- Born: January 12, 1903 Newark, New Jersey, U.S.
- Died: July 19, 1981 (aged 78) Hyannis, Massachusetts, U.S.
- Education: Fordham University
- Occupation: Heraldist
- Organization: Ryan-West Banknote Company

= William F. J. Ryan =

American heraldist (1903–1981)

William Francis James Ryan (January 12, 1903 July 19, 1981) was an American designer of ecclesiastical heraldry. Ryan created over 1,000 coats of arms for cardinals, bishops, dioceses, colleges, and other institutions.

==Biography==

Ryan was born in Newark, New Jersey on January 12, 1903, to James and Anna Ryan. He attended Xavier High School in New York City, graduating in 1921. Following that, he attended Fordham College, where he graduated from in 1925. He conducted post-graduate studies at New York University.

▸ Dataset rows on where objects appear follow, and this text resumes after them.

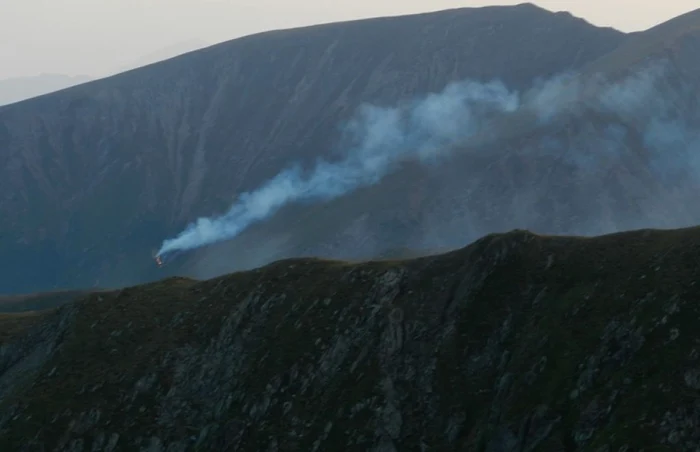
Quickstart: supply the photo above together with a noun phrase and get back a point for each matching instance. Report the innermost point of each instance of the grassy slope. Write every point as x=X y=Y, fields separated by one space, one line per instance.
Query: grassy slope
x=566 y=342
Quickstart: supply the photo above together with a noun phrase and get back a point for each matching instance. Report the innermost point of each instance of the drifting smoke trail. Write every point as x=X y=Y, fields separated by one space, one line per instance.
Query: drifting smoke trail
x=383 y=138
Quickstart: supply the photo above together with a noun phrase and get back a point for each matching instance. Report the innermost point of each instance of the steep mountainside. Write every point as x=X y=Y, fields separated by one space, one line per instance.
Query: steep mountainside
x=517 y=342
x=94 y=177
x=612 y=149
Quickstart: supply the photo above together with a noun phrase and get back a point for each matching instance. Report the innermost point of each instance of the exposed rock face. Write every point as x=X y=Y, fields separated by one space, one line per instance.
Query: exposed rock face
x=518 y=342
x=94 y=177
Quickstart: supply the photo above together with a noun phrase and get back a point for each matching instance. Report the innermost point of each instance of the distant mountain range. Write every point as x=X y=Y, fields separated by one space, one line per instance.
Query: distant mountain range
x=16 y=89
x=94 y=177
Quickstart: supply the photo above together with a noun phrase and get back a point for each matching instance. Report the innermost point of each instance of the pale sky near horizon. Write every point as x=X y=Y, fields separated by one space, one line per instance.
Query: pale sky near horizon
x=95 y=37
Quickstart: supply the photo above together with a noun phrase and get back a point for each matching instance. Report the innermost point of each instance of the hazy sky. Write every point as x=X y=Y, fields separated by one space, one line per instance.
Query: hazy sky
x=98 y=36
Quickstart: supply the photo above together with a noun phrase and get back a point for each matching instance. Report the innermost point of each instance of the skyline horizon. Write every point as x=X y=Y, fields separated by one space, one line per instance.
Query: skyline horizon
x=73 y=65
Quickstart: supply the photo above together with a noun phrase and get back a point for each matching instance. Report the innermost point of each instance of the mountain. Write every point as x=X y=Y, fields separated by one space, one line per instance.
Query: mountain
x=20 y=88
x=96 y=176
x=516 y=342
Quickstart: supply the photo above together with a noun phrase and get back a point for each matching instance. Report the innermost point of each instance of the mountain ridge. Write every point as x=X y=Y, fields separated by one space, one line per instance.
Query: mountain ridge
x=97 y=175
x=518 y=340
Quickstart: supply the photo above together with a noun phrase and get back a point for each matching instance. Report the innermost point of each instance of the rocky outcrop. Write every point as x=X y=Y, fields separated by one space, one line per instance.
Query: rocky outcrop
x=516 y=343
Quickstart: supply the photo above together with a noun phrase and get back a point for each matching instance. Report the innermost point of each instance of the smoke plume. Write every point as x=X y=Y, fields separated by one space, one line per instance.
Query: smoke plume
x=426 y=130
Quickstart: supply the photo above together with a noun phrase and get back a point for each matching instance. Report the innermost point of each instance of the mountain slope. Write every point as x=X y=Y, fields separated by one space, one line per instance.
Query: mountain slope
x=517 y=342
x=95 y=177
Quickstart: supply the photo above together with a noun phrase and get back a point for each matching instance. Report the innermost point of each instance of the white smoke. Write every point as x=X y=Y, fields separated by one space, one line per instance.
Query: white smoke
x=423 y=130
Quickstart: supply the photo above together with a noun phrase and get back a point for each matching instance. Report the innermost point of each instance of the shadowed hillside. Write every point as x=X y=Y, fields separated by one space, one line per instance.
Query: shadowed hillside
x=517 y=342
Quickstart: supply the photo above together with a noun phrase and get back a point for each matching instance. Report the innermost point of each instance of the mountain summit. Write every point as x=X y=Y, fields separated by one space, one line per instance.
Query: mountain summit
x=96 y=176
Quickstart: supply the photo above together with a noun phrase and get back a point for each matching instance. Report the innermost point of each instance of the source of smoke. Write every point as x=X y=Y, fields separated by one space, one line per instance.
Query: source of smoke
x=421 y=130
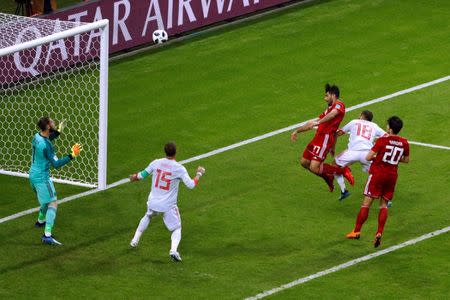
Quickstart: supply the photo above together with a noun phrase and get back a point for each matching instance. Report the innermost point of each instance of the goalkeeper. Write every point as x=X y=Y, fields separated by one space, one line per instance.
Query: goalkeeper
x=43 y=156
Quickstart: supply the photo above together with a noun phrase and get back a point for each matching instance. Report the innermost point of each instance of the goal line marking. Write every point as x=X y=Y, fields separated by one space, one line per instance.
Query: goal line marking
x=249 y=141
x=348 y=264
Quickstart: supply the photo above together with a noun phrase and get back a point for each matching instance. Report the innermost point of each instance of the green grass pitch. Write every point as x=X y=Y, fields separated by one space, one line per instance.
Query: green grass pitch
x=257 y=220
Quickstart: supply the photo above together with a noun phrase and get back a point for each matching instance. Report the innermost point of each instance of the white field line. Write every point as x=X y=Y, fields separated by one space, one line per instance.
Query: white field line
x=348 y=264
x=245 y=142
x=429 y=145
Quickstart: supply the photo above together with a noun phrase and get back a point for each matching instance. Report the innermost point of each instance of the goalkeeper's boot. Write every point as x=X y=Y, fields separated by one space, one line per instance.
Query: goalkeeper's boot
x=175 y=256
x=353 y=235
x=348 y=175
x=329 y=180
x=39 y=224
x=50 y=240
x=377 y=241
x=344 y=195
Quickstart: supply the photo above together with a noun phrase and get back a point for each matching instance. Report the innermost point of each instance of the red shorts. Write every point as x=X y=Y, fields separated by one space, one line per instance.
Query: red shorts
x=319 y=147
x=381 y=185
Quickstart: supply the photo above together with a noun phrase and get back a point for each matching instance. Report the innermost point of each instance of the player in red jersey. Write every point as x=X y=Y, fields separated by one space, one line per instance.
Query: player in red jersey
x=386 y=154
x=317 y=150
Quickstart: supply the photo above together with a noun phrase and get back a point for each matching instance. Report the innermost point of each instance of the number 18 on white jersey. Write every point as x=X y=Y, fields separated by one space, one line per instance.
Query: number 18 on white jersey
x=362 y=134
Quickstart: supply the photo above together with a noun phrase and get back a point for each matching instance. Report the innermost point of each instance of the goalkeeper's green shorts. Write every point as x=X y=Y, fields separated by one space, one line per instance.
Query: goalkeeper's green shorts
x=45 y=190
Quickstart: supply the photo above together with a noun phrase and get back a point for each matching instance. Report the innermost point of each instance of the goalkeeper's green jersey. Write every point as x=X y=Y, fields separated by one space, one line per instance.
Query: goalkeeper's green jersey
x=44 y=156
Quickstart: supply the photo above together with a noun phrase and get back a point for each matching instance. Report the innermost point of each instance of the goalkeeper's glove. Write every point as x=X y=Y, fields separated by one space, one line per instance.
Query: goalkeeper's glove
x=76 y=149
x=61 y=126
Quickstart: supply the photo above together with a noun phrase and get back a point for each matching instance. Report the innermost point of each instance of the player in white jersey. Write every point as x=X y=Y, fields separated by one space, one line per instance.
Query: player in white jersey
x=363 y=133
x=166 y=176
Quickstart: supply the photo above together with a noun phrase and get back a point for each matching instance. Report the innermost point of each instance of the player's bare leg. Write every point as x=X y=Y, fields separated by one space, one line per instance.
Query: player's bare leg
x=305 y=163
x=175 y=238
x=361 y=218
x=143 y=225
x=316 y=168
x=340 y=180
x=382 y=217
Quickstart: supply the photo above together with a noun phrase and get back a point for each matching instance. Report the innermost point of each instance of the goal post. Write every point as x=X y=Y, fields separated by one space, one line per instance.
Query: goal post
x=57 y=69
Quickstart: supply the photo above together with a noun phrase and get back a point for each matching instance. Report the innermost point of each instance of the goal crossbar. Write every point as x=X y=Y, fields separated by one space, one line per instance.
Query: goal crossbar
x=54 y=37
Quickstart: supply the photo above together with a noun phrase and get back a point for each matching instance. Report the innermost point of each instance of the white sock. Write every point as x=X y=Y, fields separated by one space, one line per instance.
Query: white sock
x=176 y=238
x=340 y=181
x=143 y=224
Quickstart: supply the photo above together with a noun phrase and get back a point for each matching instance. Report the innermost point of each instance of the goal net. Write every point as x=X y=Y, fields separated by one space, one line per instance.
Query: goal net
x=57 y=69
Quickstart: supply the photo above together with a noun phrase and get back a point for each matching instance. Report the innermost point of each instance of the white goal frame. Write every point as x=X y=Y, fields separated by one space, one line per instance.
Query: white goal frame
x=103 y=92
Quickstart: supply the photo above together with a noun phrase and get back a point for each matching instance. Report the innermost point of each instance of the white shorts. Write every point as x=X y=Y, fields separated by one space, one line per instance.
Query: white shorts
x=349 y=156
x=172 y=217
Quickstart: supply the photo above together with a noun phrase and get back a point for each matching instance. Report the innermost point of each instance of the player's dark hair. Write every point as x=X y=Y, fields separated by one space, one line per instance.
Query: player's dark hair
x=43 y=122
x=368 y=115
x=170 y=149
x=395 y=123
x=332 y=89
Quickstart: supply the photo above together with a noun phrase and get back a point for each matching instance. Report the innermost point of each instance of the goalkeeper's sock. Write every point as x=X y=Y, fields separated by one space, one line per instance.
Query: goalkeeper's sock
x=382 y=217
x=50 y=220
x=176 y=238
x=143 y=225
x=362 y=217
x=42 y=213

Ryan began his career in engraving with Broun-Green Company in New York City. He founded the Ryan-West Banknote Company in 1938 with his father. Ryan first became interested in heraldry in the 1930s after meeting Pierre de Chaignon la Rose. Before his death, la Rose created most of the ecclesiastical heraldry in the United States. Ryan began formally designing coats of arms in 1940, first designing the arms of Bishop Laurence Julius FitzSimon of Amarillo, Texas. He was a member of the Académie internationale d'Héraldique, and had a personal library of 500 volumes on heraldry. By 1965, half of the business of the Ryan-West Banknote Company was creating heraldry.

By 1968, he had designed more than 1,000 coats of arms for prelates, dioceses, seminaries, and colleges. He designed arms for most of the Catholic hierarchy in the United States. Prelates for whom he designed included Cardinal John Carberry, Cardinal John Cody, Cardinal Patrick O'Boyle, Cardinal John Krol, and Bishop James P. Shannon. Dioceses he created arms for included Washington, Atlanta, Savannah, Norwich, and Bridgeport. Colleges he designed arms for include the University of St. Thomas, Seton Hall University, Merrimack College, St. Mark Seminary, and Niagara University Other institutions include America Magazine.

Ryan married Alice Killigrew on January 29, 1934. With Alice, he had a son, William, and two daughters, Alice and Virginia. He moved to Massachusetts in 1973. Ryan died on July 19, 1981, in Hyannis, Massachusetts at the age of 78.